The Mac-Diff-128 model was trained with downsampling resolution {128, 64, 32, 16, 8} in the diffusion architecture, with a mini-batch size of 48, and altogether 12 epochs with learning rate schedule of {1e − 3 × 3, 4e − 4 × 3, 2e − 4 × 3, 1e − 4 × 3}. The Mac-Diff-256 model was trained with downsampling resolution {256, 128, 64, 32, 16, 8}, mini-batch size of 16, and 16 epochs with a fixed learning rate {5e − 4 × 4, 1e − 4 × 12}.

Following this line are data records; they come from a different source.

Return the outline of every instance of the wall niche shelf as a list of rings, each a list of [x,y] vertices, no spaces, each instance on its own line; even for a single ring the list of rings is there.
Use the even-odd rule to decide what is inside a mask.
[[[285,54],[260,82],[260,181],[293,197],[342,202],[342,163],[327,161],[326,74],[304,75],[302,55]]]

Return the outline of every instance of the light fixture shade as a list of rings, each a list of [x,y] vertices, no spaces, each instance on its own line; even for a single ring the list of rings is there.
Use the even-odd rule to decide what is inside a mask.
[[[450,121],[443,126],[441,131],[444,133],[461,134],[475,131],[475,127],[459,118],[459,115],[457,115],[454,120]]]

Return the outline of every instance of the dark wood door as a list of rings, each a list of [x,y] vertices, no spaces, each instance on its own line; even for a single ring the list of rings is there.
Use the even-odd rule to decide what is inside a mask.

In the fine-tuning stage, the pretrained Mac-Diff models were fine-tuned on MD trajectories to further capture protein conformational diversity. Specifically, we fine-tuned both Mac-Diff-128 and Mac-Diff-256 on MD trajectories. For Mac-Diff-128, we used a mini-batch size of 48 sequence–conformation pairs and trained for a total of 6 epochs (approximately 420,000 iterations). The protein sequences from MD data were standardized to a fixed size of 128 residues (zero-padding shorter sequences and random-cropping longer ones), with downsampling resolutions 128, 64, 32, 16, 8 and a fixed learning rate of 1 × 10−5. For Mac-Diff-256, the same fine-tuning protocol was adopted, except that the input sequences were standardized to a fixed size of 256 residues, and downsampling resolutions 256, 128, 64, 32, 16, 8 were applied. A mini-batch size of 16 was used, and training was carried out for a total of 840,000 iterations (8 epochs in total).

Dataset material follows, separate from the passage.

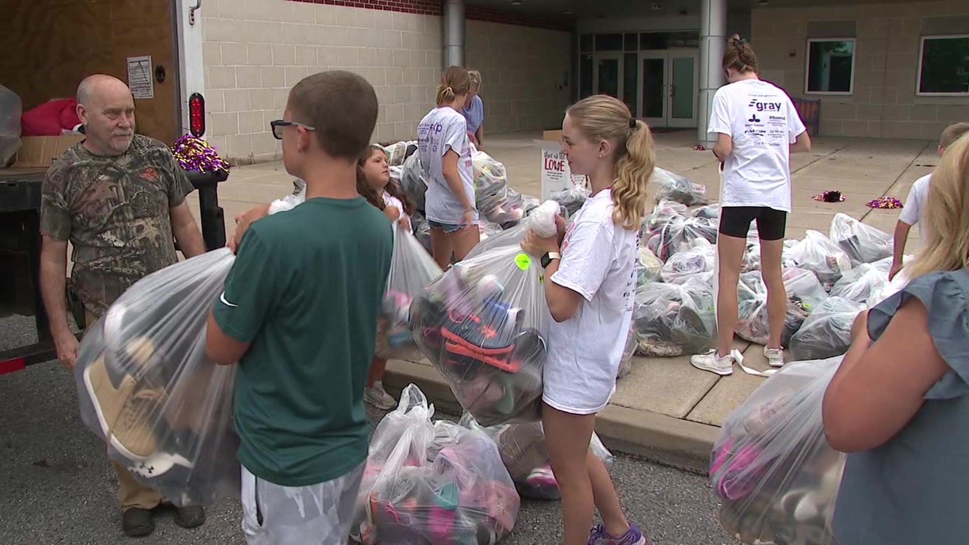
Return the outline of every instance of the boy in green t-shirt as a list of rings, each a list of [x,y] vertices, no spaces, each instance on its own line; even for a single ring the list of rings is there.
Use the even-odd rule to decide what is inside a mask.
[[[234,419],[250,544],[343,543],[366,460],[363,391],[393,244],[357,192],[377,120],[373,87],[349,72],[290,92],[283,162],[306,202],[253,223],[208,320],[207,352],[238,362]]]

In the inference stage, when comparing the capability of Mac-Diff with other models for generating alternative conformations, we used source codes of the following methods: (1) AlphaFold2 and AlphaFold2_dropout (using ColabFold, available at https://github.com/sokrypton/ColabFold), (2) AF-Cluster (available at https://github.com/HWaymentSteele/AF_Cluster), (3) MSA-subsampling (available at https://github.com/delalamo/af2_conformations), (4) AlphaFlow (available at https://github.com/bjing2016/alphaflow), (5) DiG (available at https://github.com/microsoft/Graphormer/tree/dig-v1.0/distributional_graphormer) (6) Boltz-2 (available at https://github.com/microsoft/bioemu) (7) BioEmu (available at https://github.com/microsoft/bioemu).

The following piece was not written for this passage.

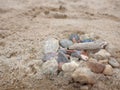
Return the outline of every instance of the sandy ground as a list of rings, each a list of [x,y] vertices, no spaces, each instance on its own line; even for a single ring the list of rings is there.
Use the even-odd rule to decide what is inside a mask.
[[[23,77],[23,68],[22,72],[17,70],[32,60],[41,60],[44,40],[64,38],[72,32],[94,32],[110,43],[120,60],[120,1],[0,0],[0,90],[79,90]],[[92,90],[120,90],[117,72]]]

MD simulation and Mac-Diff setting for sampling speed assessment

The initial structure of protein WW domain was obtained from the authors43. For MD simulations, the protein WW domain (562 atoms) was solvated with TIP3P water molecules (16,297 atoms) and neutralized with 3 chloride ions to establish the complete simulation system. The Amber14SB force field was used for the parameters of protein residues. OpenMM v.8.2.0 was used to carry out the following MD simulation process. First, the system was minimized for 1,000 steps, followed by heating to 300 K over 10,000 steps under NVT conditions. Next, the system underwent 100 ns of production runs under NPT conditions with a 2-fs integration timestep on an NVIDIA A100 GPU. The runtime of this NPT stage was used to estimate the speed of the traditional MD simulation. The temperature was controlled using Langevin dynamics, and pressure was maintained with a Monte Carlo barostat. Long-range electrostatic interactions were treated using the particle mesh Ewald algorithm, and a 10 Å cut-off was used for van der Waals and short-range interactions. During the inference stage of the Mac-Diff model, we set the batch size to 100 on an NVIDIA A100 80G GPU, and estimated the model’s sampling time for generating 1,000 conformations of the WW domain.